It took all of last week for me to recover from 10 days of drinking enchanted film potions at the Santa Barbara Film Festival. I’ve traveled far, far away for film festivals, so it’s a wonderful thing to have one right here, right at home, a few blocks away. Not a little festival, either, but an international one.
Day after day, I get to see films I’ll never see again – no matter how many times I add them to my Netflix queue or beg the Internet to tell me where I can buy a DVD.
Luckily – and it is the beauty of film – they’ve already left an imprint and it glows. If I settle myself, I can catch clips playing on some secret screen in my head and then I get to love the world all over again. Really. The whole world.
That’s what these films are for me. Entrance into the heart of the world. For an hour and a half (okay, sometimes more, sometimes less) the eyes and the minds of the filmmakers are ours. And stories pool up on that screen, as if in a cloud of twinkling starlight. Of course, there’s no twinkle and there’s no starlight, but that sensation of being in the center of something magical – that’s so real, it sometimes hurts.
There are reasons to go to a film festival other than the films. Plenty of people are just as eager to be in the company of filmmakers – famous directors, movie stars and celebrities. There is so nothing wrong with this; it’s part of the movie making machinery, part of the you-can’t-explain why it’s so wonderful.
I might not care so much about touching a sleeve of the famous, but there’s always electricity in the company of creatives. One year, when our budget was meager, I wasn’t able to go to many films, but I went to panels. It was the year of The King’s Speech, The Black Swan, Winter’s Bone and The Social Network. Each panel – the director’s panel, the writer’s panel, the producer’s panel – was loaded with people who could have shared very little except pr junk, but it only takes one to set the bar for everyone else. Every panel I saw had one.
We got honesty, bravery, revelation, humility. We got stories of what it really took to get their films in production and then actually in the can. It was inspiring.
It was inspiring to me, but I think – who wouldn’t be inspired? We who have dreams and projects we believe in – writing, art, performance. Social justice community small but true projects to change the world. It is inspiring.
And film festivals make us face other people. By the end of a film festival, I think I can’t stand one more ‘well, it’s a matter of taste’ to explain why someone didn’t like a film that was obviously great (oh, and that I loved). Ha.

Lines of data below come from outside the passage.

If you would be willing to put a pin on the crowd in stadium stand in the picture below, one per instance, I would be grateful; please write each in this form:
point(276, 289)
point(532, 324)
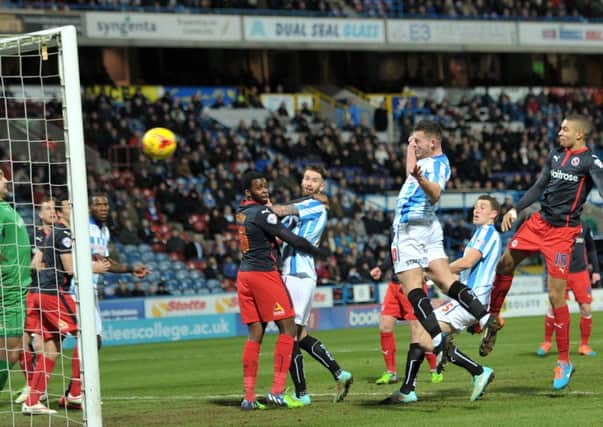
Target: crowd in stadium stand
point(184, 206)
point(472, 9)
point(198, 187)
point(483, 9)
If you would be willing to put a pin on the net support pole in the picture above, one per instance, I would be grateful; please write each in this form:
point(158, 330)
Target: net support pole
point(80, 226)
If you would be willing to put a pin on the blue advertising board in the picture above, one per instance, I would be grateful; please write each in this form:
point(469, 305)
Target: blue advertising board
point(169, 329)
point(122, 309)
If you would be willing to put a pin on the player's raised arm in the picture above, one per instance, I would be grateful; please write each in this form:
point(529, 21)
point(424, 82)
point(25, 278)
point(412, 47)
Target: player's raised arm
point(431, 189)
point(271, 225)
point(284, 210)
point(468, 260)
point(591, 251)
point(529, 197)
point(596, 173)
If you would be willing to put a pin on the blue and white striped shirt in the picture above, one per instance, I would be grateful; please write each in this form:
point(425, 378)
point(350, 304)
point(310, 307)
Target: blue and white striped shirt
point(99, 243)
point(311, 223)
point(480, 277)
point(413, 204)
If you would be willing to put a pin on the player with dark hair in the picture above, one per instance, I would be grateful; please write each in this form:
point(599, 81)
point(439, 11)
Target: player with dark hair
point(99, 246)
point(15, 277)
point(476, 268)
point(568, 175)
point(417, 244)
point(263, 297)
point(308, 218)
point(580, 283)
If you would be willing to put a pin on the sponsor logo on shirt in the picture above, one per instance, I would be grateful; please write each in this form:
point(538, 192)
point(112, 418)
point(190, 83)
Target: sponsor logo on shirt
point(564, 176)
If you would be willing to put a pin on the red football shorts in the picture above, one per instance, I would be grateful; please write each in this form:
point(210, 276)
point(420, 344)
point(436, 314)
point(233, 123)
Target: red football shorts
point(33, 321)
point(56, 314)
point(555, 243)
point(263, 297)
point(579, 283)
point(396, 304)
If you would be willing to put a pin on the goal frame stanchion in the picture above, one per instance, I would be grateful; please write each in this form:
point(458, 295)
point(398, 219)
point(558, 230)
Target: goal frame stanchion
point(75, 153)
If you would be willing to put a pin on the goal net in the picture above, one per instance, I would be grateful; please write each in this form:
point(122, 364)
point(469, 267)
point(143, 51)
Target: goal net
point(42, 156)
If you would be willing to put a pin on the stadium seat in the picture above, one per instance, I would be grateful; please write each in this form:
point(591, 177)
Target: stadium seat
point(164, 266)
point(147, 257)
point(214, 285)
point(161, 257)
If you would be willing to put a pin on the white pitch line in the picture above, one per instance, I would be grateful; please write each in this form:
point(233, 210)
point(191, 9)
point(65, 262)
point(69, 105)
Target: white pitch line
point(383, 395)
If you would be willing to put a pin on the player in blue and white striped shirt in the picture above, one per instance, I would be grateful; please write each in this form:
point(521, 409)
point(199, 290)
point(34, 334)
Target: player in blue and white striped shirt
point(308, 217)
point(477, 268)
point(417, 244)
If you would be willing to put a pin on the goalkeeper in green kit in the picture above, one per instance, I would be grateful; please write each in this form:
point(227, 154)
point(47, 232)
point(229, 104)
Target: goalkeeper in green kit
point(15, 277)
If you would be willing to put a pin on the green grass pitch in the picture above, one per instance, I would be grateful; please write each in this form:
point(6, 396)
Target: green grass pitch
point(199, 383)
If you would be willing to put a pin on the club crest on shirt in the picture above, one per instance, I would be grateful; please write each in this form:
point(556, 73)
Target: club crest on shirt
point(278, 309)
point(271, 219)
point(66, 242)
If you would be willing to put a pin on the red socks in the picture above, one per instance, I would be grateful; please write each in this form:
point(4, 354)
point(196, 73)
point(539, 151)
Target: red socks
point(388, 348)
point(75, 387)
point(251, 356)
point(561, 325)
point(549, 322)
point(26, 363)
point(431, 359)
point(282, 360)
point(586, 327)
point(40, 379)
point(500, 289)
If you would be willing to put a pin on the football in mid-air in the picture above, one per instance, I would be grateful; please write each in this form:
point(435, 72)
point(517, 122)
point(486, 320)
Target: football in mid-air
point(159, 143)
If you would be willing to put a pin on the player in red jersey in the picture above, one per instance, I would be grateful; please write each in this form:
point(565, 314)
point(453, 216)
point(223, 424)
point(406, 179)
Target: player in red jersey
point(579, 282)
point(262, 294)
point(54, 309)
point(397, 307)
point(569, 174)
point(48, 217)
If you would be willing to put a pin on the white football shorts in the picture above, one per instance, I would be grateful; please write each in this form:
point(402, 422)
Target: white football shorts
point(301, 290)
point(416, 245)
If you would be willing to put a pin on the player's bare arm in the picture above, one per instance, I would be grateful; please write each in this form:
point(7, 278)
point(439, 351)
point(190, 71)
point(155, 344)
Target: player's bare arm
point(431, 189)
point(284, 210)
point(36, 261)
point(376, 273)
point(411, 156)
point(138, 270)
point(67, 261)
point(530, 196)
point(468, 260)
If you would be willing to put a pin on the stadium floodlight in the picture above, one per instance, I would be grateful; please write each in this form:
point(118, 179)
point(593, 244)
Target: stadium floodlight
point(42, 146)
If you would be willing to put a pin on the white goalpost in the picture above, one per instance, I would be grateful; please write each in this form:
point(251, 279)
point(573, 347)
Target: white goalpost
point(42, 145)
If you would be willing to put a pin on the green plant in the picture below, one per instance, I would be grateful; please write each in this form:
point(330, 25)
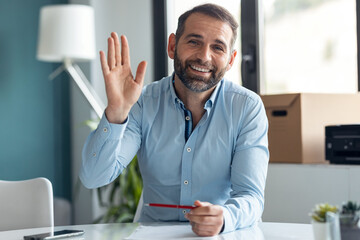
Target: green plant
point(123, 194)
point(319, 213)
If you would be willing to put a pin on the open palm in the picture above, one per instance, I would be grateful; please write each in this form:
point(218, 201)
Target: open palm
point(122, 89)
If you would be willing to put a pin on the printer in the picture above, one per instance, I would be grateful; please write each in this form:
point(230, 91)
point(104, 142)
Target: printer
point(342, 144)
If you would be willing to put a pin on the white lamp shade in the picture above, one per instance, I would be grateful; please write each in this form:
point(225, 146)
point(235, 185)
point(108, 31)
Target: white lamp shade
point(66, 32)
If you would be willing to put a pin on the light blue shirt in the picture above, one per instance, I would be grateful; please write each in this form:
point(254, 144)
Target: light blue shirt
point(223, 161)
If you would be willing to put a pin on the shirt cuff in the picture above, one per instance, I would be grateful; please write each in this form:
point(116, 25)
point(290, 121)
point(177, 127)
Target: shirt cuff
point(116, 131)
point(228, 225)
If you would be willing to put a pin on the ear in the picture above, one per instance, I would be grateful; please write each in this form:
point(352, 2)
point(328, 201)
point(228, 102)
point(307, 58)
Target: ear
point(231, 60)
point(171, 46)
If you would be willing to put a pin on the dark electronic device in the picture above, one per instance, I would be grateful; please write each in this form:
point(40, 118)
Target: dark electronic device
point(342, 144)
point(55, 235)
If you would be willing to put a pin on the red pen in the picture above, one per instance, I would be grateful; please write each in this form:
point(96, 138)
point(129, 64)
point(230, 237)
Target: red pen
point(168, 205)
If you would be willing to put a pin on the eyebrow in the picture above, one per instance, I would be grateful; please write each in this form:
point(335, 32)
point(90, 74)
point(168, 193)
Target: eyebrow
point(201, 37)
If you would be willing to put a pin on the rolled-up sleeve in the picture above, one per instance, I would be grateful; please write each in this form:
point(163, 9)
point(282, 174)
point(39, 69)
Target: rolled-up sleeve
point(248, 169)
point(108, 150)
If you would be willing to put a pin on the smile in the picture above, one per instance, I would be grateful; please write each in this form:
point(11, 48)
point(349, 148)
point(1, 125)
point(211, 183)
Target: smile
point(200, 69)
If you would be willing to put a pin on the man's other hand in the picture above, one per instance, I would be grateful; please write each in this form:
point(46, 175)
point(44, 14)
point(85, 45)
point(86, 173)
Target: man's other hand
point(206, 219)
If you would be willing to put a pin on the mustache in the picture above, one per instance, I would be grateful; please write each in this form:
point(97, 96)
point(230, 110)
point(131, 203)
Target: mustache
point(201, 63)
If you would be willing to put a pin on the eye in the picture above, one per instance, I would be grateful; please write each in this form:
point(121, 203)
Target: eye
point(219, 48)
point(193, 42)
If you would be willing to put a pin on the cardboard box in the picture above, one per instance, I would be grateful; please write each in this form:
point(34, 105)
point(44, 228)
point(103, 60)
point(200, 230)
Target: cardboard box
point(297, 123)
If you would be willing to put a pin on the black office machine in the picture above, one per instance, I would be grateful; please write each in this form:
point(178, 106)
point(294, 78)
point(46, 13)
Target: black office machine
point(342, 144)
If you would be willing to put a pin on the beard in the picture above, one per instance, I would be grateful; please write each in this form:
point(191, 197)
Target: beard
point(193, 82)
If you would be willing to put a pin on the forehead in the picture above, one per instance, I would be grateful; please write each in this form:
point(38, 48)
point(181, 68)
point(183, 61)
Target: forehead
point(208, 27)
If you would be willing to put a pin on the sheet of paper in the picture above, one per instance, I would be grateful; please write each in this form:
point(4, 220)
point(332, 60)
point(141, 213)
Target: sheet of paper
point(165, 232)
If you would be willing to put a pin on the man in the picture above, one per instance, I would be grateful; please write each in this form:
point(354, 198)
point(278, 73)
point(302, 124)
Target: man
point(200, 140)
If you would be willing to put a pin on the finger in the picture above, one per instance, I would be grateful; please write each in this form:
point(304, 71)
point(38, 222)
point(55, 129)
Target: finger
point(140, 72)
point(207, 210)
point(203, 228)
point(111, 53)
point(204, 232)
point(104, 65)
point(197, 203)
point(206, 220)
point(125, 52)
point(117, 48)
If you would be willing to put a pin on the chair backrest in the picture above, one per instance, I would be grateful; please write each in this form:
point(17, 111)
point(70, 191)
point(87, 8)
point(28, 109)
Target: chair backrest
point(26, 204)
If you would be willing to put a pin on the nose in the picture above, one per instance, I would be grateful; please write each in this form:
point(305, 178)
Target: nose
point(205, 53)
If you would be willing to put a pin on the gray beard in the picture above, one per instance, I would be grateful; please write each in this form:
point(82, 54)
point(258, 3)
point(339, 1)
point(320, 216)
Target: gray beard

It’s usually not a matter of taste at all. Usually, it’s that we’re bringing different expectations, different storytelling needs and different experiences to each new experience. If you’re taking your ten year old to Miyazaki’s The Wind Rises because you think it’s a cartoon, well … And, although it’s hardly a requirement to have seen and liked Fellini in order to appreciate Paolo Sorrentino’s The Great Beauty, if you’re unhappy floating through the lead character’s world gathering the pieces of his story, you might sniff at the film’s end.
This seems like a pretty good place to stop. So I will.